Wir alle glauben zu wissen, was eine Bibliothek ist. Was aber, wenn wir um eine kurze Bestimmung gebeten würden? Unsere Antworten dürften unterschiedlich ausfallen. So fehlt es nicht an Bibliotheken, die als „Maker Spaces“ auftreten oder als „Learning Centers“ – und auch gar nicht mehr Bibliothek heißen wollen: nicht zuletzt als sogenannte „Dritte Orte“, die Bücher regelrecht exotisieren können. Hinzu kommen die technologischen Entwicklungen der vergangenen Jahrzehnte, die dazu beigetragen haben, Bibliotheken in digitale Datenräume zu verwandeln. Was aber verbindet Bibliotheken? Obwohl die Beiträge des vorliegenden Heftes keineswegs versuchen, die verschiedenen Erscheinungsformen von Bibliothek in den Blick zu nehmen, zeigen sie doch, wie Bibliotheken darum bemüht waren und sind, dem Wissen ihrer Sammlungen gerecht zu werden, dieses Wissen zu vermehren und dieses Wissen zu vernetzen.

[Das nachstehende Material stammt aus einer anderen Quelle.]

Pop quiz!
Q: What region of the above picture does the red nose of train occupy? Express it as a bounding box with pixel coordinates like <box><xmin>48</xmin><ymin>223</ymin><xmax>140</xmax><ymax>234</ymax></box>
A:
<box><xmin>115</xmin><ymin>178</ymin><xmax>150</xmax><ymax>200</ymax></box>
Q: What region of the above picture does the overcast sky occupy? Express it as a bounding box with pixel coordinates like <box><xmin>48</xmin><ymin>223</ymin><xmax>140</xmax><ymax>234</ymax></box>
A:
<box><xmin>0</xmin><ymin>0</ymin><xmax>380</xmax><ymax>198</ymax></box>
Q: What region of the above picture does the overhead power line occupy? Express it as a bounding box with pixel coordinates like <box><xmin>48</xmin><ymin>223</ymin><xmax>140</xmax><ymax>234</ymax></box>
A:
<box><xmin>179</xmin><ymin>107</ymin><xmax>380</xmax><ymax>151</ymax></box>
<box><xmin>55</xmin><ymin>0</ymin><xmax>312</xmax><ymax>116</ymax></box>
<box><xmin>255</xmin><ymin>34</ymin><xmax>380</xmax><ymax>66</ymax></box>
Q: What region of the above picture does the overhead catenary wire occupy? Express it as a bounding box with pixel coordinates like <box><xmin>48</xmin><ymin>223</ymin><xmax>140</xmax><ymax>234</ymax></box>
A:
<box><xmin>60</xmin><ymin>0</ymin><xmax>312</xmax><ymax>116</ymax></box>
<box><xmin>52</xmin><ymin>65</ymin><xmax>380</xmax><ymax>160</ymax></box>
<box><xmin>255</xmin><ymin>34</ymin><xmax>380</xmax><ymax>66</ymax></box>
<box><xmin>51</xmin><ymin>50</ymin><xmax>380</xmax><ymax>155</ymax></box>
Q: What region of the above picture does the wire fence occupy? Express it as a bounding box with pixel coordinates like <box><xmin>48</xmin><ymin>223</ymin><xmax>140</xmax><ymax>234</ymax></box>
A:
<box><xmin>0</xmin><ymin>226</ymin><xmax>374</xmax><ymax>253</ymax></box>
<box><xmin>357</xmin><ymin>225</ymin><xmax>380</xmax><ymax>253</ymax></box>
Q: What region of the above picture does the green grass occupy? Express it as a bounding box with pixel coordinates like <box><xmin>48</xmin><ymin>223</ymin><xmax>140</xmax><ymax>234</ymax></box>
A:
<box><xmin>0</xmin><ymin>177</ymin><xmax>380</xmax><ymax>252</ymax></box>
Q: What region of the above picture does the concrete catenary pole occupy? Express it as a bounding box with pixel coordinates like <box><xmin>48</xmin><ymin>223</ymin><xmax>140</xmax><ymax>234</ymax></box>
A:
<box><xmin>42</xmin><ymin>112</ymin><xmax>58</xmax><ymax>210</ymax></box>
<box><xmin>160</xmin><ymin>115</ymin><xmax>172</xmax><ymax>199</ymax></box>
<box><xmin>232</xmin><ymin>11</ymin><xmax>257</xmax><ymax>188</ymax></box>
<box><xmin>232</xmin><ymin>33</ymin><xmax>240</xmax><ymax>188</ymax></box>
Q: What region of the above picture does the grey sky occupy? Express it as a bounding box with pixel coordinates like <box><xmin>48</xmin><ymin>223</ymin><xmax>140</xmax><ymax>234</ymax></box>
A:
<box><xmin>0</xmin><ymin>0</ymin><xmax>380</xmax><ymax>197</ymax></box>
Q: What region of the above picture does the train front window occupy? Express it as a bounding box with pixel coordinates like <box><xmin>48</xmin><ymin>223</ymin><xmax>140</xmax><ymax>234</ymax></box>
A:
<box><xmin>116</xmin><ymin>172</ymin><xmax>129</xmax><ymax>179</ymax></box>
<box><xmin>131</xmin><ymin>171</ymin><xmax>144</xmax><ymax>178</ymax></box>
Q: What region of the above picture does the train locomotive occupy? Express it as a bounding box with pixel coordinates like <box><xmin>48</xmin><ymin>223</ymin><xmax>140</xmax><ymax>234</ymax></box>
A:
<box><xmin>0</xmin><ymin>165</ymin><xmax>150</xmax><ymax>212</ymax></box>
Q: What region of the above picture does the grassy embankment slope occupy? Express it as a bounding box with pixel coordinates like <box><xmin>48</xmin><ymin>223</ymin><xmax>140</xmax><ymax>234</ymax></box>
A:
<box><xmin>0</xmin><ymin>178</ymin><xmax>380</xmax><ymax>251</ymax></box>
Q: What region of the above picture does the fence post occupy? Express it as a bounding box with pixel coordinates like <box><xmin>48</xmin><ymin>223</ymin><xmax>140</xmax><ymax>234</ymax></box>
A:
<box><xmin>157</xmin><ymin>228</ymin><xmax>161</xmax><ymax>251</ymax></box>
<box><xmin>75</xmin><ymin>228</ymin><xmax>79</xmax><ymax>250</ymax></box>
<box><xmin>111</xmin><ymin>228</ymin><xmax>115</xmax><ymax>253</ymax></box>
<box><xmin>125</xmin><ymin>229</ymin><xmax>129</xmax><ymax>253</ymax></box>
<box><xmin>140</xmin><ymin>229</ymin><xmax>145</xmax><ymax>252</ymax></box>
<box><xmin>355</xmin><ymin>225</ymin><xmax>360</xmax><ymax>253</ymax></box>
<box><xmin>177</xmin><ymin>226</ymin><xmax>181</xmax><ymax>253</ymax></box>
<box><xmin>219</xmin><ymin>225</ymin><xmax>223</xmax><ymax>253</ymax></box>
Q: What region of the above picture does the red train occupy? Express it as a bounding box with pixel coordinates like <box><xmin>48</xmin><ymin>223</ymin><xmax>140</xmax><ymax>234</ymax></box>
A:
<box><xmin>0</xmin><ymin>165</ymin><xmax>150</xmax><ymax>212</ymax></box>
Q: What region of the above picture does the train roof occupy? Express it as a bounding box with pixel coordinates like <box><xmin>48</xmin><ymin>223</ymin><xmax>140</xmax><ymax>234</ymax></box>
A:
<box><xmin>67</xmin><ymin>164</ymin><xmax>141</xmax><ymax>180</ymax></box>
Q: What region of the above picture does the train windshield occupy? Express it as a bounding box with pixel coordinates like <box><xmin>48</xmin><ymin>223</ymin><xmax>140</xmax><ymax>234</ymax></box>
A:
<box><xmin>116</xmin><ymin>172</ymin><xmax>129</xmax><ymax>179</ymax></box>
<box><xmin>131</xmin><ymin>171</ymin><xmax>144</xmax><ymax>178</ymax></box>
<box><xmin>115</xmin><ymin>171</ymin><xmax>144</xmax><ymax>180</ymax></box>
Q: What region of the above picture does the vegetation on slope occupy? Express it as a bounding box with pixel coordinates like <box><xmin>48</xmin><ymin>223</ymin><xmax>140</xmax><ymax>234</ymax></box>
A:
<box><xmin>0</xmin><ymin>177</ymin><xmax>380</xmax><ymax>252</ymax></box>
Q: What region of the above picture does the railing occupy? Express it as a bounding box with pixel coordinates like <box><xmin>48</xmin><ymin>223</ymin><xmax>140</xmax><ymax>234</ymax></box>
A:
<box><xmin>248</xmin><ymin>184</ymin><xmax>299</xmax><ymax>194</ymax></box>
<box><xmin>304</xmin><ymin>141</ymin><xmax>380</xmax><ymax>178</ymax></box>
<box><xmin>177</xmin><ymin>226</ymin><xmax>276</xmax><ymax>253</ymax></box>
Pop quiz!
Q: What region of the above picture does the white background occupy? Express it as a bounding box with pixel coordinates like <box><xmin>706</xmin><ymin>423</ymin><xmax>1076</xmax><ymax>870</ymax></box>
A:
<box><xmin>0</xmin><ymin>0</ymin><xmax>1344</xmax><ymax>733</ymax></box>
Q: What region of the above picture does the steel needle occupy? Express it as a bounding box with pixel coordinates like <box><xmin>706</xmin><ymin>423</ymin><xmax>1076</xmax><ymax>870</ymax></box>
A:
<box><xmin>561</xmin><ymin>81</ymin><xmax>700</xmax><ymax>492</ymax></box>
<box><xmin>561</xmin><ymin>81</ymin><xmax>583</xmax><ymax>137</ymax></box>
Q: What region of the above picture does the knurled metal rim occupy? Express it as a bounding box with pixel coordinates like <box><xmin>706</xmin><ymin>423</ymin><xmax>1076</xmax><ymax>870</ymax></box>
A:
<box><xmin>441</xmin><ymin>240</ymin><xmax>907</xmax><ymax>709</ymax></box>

Am Anfang fragt Hole Rößler am Beispiel der herzoglichen Bibliothek in Wolfenbüttel nach der Entstehung von Techniken zur Beschleunigung der Wissensproduktion im 17. und 18. Jahrhundert. Neben den Versuchen, die in Büchern gespeicherten „Informationen“ schneller auffindbar und damit auch schneller (und breiter) „konsumierbar“ zu machen und in „Wissen“ zu transformieren, geht der Beitrag auch auf die sozialen, finanziellen, politischen und kulturellen Bedingungen dieser Entwicklung ein. Besondere Aufmerksamkeit findet dabei die Anwendung von Wissenstechniken zur Bewältigung großer und immer größer werdenden Textmengen: von der Lektüre bis zu Praktiken des Bibliographierens, Aufschreibens, Ordnens, Katalogisierens, Indizierens und Vernetzens. Die entscheidende Neuerung des 18. Jahrhunderts, so Rößler, bestand darin, dass die Wissenstechniken nach und nach zur Aufgabe der Bibliothek wurden, wobei er auch das Verhältnis von Bibliothek und Aufklärung thematisiert.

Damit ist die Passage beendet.